Ты даже не разобрала сумку. Только извлекла из нее свой роскошный пеньюар, чтобы развеять им тьму моих желаний в твоем отношении. Боялась? Совершенно напрасно. Я простил тебе все. Даже Вадима. Он все равно скоро уйдет из твоей жизни. Ничего больше не имеет значения, пока ты со мной. Надо перенести утром сюда твои вещи. Я расстегнул гламурный розовый чемодан. Какое-то пиликанье меня насторожило. Ага. Планшет. Чего ты его не выключила? Он съел весь свой заряд, в попытке отыскать в горах вай-фай. Глупая девчонка. Зарядное устройство рядом... Вставил в розетку. Завтра заберешь.

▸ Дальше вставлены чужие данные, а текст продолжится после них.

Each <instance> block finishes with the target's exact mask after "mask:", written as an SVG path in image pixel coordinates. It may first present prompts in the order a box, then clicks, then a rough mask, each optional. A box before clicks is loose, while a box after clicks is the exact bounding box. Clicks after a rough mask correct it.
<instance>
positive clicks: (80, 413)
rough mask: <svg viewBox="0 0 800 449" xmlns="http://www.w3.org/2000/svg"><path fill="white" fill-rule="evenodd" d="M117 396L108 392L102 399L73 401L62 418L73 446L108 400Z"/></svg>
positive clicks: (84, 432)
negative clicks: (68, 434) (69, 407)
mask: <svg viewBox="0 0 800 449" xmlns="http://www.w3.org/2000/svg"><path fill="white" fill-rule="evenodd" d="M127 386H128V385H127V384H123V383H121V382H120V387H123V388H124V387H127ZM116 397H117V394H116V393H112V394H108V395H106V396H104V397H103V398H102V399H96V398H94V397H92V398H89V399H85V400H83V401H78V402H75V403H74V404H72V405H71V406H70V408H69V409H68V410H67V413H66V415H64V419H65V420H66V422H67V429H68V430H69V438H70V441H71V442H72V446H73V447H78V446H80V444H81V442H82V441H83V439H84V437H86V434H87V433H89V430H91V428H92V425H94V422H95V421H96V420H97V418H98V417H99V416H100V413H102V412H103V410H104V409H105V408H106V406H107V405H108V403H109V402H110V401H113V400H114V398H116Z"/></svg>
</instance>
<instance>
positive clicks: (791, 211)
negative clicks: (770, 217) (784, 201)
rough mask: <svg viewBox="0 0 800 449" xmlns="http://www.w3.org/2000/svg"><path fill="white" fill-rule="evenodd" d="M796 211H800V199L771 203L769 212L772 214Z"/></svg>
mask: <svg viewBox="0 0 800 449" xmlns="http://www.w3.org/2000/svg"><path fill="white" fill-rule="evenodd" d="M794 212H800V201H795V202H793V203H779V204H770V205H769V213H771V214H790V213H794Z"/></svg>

На кой тебе столько вещей? Женщины. Что с них возьмешь. Отыскав в этом ворохе гламура коралловый халат из шелка, перекинул его через руку. Если ты завтра с утра будешь рассекать передо мной в том самом кружевном великолепии, ни до какого моря мы не доберемся...
Зуммм.
Что такое? Провод отошел?
Лучше б меня туда не заносило. Лучше бы я его вырубил к чертовой матери. Как будто завтра она без планшета пропадет... Слишком много «если». Отложив шелковое великолепие в сторону, я повертел его в руках, пытаясь понять, в чем источник сигнала. У меня Mac, с Андроидом не знаком настолько. Тупая система, как по мне. Заряд в порядке. Что же...
Ага. Соцсети, бич 21 века. "В контакте". Интересно.

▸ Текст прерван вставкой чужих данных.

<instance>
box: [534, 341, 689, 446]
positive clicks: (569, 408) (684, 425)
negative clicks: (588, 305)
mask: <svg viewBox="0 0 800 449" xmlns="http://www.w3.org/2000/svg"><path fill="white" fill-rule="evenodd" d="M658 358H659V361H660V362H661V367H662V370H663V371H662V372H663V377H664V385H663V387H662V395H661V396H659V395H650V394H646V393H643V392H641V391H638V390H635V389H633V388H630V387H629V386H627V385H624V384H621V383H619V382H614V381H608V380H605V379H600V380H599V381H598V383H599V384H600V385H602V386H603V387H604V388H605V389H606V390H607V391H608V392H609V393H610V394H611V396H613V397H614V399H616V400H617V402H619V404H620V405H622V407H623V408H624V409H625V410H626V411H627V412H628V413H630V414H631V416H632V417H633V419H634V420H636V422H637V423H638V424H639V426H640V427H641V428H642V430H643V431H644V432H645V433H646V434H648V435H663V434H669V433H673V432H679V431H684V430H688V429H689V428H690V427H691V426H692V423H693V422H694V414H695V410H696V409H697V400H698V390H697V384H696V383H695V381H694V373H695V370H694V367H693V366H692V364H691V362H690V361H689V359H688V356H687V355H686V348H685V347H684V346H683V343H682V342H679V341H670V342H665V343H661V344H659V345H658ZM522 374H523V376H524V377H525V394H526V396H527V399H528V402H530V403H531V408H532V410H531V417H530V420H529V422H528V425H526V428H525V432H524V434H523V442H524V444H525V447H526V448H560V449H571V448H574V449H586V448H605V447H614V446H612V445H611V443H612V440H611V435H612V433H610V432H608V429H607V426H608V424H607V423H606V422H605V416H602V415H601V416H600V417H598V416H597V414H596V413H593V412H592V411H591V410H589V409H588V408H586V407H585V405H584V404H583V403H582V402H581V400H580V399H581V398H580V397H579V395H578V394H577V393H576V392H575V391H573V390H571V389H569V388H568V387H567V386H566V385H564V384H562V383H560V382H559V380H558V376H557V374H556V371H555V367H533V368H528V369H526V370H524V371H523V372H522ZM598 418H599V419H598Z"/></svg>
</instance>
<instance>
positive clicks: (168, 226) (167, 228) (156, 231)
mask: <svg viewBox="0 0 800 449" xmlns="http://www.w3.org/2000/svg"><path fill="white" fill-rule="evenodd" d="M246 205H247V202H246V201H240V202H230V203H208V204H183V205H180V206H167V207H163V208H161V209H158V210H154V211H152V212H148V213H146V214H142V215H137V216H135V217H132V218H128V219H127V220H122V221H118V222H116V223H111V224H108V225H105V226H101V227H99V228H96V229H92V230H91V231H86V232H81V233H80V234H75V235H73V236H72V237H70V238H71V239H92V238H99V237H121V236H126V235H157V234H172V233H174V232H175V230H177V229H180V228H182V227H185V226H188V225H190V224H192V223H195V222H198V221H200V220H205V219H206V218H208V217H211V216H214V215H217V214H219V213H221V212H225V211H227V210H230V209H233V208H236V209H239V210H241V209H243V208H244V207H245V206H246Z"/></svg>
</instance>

Уверенный клик по всплывающему окошку.
Эллада Алиева. Кто такая? А, точно, подруга. Виделись.
"Багира, ты сучка. Почему молчишь? Ты точно послала этого ЕС? По нему уже мой папа плачет. "

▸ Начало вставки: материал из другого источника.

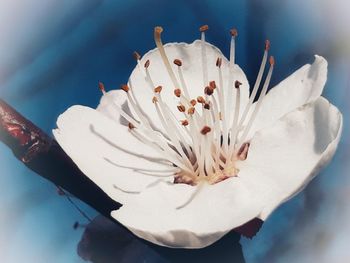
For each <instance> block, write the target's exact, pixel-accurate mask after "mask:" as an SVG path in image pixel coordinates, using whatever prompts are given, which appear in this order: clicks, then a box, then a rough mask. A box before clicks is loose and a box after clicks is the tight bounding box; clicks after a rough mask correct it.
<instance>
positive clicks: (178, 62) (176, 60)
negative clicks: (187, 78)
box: [174, 59, 182, 67]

Евросоюз? Однако, высокими материями мыслите, девчонки.
Мне бы вырубить его, и с концами. Обнять Юльку и уснуть с ней рядом, ощущая ее тепло и биение сердца. Прогнать все ее страхи. Разговор все равно ее немного напряг. Я не хотел, чтобы она боялась. Я хотел Доверия. Непременной главной составляющей. Но пальцы уже независимо от моего желания отбили ответ.
"Привет. ЕС? Не понимаю."
Минутное молчание.
"Еб..утый Садист – так тебе понятнее? Сама же решила его так называть! Он что, тебе уже мозги прополоскал? Ты точно послала этого лоха с его анкетами куда подальше?"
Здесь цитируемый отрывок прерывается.